Valid points. But crucial part of not "letting go" of the code is because we are responsible for that code at the moment.

If, in the future, LLM providers will take ownership of our on-calls for the code they have produced, I would write "AUTO-REVIEW-ACCEPTER" bot to accept everything and deploy it to production.

If, company requires me to own something, then I should be aware about what's that thing and understand ins and outs in detail and be able to quickly adjust when things go wrong

You are comparing compilers to a completely non deterministic code generation tool that often does not take observable behavior into account at all and will happily screw a part of your system without you noticing, because you misworded a single prompt.

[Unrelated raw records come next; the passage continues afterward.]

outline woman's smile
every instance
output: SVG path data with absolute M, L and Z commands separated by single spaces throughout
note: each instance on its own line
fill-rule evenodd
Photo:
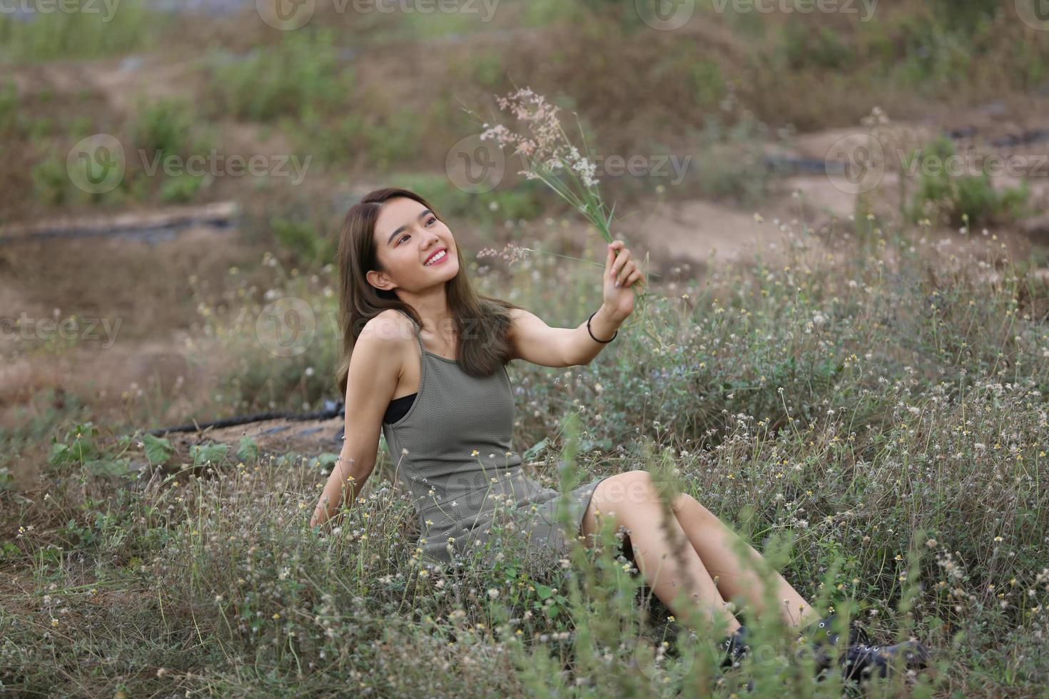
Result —
M 441 247 L 437 249 L 436 253 L 427 258 L 426 262 L 424 262 L 423 264 L 425 266 L 441 264 L 447 259 L 448 259 L 448 249 L 446 247 Z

No amount of unit/integration tests cover every single use case in sufficiently complex software, so you cannot rely on that alone.

I've actually found that well-written well-documented non-spaghetti code is even more important now that we have LLMs.

Why? Because LLMs can get easily confused, so they need well written code they can understand if the LLM is going to maintain the codebase it writes.

The cleaner I keep my codebase, and the better (not necessarily more) abstracted it is, the easier it is for the LLM to understand the code within its limited context window. Good abstractions help the right level of understanding fit within the context window, etc.

I would argue that use of LLMs change what good code is, since "good" now means you have to meaningfully fit good ideas in chunks of 125k tokens.

When requirements change, a compiler has the benefit of not having to go back and edit the binary it produced.

Maybe we should treat LLM generated code similarly —- just generate everything fresh from the spec anytime there’a a change, though personally I haven’t had much success with that yet.

This is fantasy completely disconnected from reality.

Have you ever tried writing tests for spaghetti code? It's hell compared to testing good code. LLMs require a very strong test harness or they're going to break things.

Have you tried reading and understanding spaghetti code? How do you verify it does what you want, and none of what you don't want?

Many code design techniques were created to make things easy for humans to understand. That understanding needs to be there whether you're modifying it yourself or reviewing the code.

Developers are struggling because they know what happens when you have 100k lines of slop.

If things keep speeding in this direction we're going to wake up to a world of pain in 3 years and AI isn't going to get us out of it.

  • I’ve found much more utility even pre AI in a good suite of integration tests than unit tests. For instance if you are doing a test harness for an API, it doesn’t matter if you even have access to the code if you are writing tests against the API surface itself.

    • I do too, but it comes from a bang-for-your-buck and not a test coverage standpoint. Test coverage goes up in importance as you lean more on AI to do the implementation IMO.